The following is the letter from Televisa to Umbrella Holdings:

June 30, 2006

Umbrella Holdings, LLC
c/o Providence Equity Partners Inc
50 Kennedy Plaza, 18th Floor
Providence, RI 02903

Attention: Mark J. Masiello, Managing Director

Dear Mr. Masiello:
Reference is made to the Agreement and Plan of Merger (the “Merger Agreement”), dated as of June 26, 2006, by and among Umbrella Holdings, LLC, Umbrella Acquisition, Inc. and Univision Communications Inc.

(“Univision”) and Section 3.8 thereof.
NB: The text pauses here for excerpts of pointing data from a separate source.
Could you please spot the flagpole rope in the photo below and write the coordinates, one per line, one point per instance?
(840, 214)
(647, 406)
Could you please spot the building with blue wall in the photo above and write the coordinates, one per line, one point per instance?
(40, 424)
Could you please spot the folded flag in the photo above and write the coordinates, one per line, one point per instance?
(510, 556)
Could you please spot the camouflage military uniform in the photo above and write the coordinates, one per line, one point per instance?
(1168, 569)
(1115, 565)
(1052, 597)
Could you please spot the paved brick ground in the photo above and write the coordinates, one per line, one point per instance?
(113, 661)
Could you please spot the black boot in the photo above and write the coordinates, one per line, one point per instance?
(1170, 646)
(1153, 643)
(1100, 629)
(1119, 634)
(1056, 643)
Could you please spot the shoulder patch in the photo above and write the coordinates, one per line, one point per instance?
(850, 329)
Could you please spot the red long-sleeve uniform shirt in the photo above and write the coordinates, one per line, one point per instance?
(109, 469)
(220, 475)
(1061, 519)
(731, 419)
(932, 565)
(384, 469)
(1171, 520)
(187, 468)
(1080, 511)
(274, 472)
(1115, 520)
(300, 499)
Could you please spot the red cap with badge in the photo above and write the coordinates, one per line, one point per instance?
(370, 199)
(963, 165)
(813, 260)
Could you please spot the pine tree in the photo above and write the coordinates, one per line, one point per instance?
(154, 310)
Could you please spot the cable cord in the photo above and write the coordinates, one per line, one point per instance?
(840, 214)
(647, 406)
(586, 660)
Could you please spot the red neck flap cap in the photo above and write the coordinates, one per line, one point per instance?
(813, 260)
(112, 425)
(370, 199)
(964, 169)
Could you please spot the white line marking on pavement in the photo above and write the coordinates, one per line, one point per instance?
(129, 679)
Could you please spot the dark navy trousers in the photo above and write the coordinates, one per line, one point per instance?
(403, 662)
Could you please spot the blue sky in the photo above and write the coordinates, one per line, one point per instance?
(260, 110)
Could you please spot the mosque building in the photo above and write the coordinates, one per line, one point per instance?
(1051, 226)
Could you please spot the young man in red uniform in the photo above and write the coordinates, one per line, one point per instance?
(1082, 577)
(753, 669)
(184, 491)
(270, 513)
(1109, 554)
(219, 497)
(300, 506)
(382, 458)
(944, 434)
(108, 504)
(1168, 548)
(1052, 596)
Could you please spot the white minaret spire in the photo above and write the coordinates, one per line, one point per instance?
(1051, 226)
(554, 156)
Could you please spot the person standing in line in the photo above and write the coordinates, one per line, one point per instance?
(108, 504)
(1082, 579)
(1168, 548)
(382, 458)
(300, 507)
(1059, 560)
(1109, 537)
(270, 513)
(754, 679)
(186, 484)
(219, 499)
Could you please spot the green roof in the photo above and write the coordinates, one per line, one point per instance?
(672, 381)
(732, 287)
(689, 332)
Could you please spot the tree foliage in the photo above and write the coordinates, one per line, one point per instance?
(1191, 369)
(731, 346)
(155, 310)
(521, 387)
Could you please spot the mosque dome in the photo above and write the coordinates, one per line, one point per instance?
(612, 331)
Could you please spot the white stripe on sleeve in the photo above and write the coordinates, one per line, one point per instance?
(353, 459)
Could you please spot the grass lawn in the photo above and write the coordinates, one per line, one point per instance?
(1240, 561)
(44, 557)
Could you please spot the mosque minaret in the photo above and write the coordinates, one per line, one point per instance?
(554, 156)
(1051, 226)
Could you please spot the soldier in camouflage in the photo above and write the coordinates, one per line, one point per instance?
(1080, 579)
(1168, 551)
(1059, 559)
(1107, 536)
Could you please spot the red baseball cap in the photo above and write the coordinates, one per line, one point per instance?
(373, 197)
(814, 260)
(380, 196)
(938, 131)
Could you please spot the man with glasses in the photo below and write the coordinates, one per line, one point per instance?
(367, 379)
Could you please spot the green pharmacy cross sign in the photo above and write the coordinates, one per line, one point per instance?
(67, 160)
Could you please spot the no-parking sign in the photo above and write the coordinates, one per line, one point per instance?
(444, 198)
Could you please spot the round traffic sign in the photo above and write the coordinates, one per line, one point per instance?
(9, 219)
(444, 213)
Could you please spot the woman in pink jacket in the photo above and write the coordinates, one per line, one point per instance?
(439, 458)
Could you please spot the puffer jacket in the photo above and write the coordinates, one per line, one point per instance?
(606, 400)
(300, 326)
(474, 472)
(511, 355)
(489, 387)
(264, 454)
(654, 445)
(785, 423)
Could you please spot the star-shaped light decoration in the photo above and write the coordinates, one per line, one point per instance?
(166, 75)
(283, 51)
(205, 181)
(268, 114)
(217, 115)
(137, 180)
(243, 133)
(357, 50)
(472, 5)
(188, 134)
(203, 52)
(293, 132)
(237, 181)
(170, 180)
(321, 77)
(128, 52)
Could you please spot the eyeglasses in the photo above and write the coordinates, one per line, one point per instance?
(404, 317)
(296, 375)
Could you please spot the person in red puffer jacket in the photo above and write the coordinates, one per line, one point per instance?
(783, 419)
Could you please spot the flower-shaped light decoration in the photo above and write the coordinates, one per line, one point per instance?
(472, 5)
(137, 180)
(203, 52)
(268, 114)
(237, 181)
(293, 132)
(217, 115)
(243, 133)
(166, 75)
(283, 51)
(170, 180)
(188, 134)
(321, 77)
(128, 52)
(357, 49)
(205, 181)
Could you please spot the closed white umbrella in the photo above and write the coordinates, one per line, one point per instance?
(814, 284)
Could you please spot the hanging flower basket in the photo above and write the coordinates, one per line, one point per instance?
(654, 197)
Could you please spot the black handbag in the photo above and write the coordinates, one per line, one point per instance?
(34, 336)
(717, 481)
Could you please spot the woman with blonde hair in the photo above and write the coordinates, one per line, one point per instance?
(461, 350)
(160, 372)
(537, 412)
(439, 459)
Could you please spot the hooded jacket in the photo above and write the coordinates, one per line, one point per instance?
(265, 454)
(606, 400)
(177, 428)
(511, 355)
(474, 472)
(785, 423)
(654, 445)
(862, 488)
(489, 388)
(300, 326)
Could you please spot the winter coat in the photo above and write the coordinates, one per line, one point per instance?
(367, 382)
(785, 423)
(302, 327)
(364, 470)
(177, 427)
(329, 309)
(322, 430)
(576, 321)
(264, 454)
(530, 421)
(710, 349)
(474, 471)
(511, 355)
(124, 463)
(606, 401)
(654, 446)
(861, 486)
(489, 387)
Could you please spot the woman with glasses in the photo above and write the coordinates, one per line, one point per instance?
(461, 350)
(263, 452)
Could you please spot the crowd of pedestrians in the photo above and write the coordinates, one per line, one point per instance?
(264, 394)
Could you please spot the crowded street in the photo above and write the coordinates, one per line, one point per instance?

Capitalized terms used and not defined herein have the meanings ascribed thereto in the Merger Agreement.

This is to advise you that Grupo Televisa S.A. and its affiliates (collectively, “Televisa”) will not deliver a Conversion Notice and none of its shares of Univision will be rolled-over as contemplated by said Section 3.8.

In addition, Televisa is prepared to discuss with you a sale of its shares of Univision as soon as possible based on the present value of the price per share set forth in the Merger Agreement.

Very truly yours,

GRUPO TELEVISA S.A.

By: /s/ Alfonso De Angoitia
—————————–
Name: Alfonso De Angoitia
Title: Executive Vice President

cc: Scott M. Sperling
Co-President, Thomas H. Lee Partners L.P.

David Bonderman
Chief Executive Officer & Managing Partner, Texas Pacific Group

James N. Perry, Jr.
Managing Director, Madison Dearborn Partners, LLC

Haim Saban
Chairman and Chief Executive Officer, Saban Capital Group, Inc.

C. Douglas Kranwinkle, Esq.
Executive Vice President and General Counsel, Univision Communications Inc.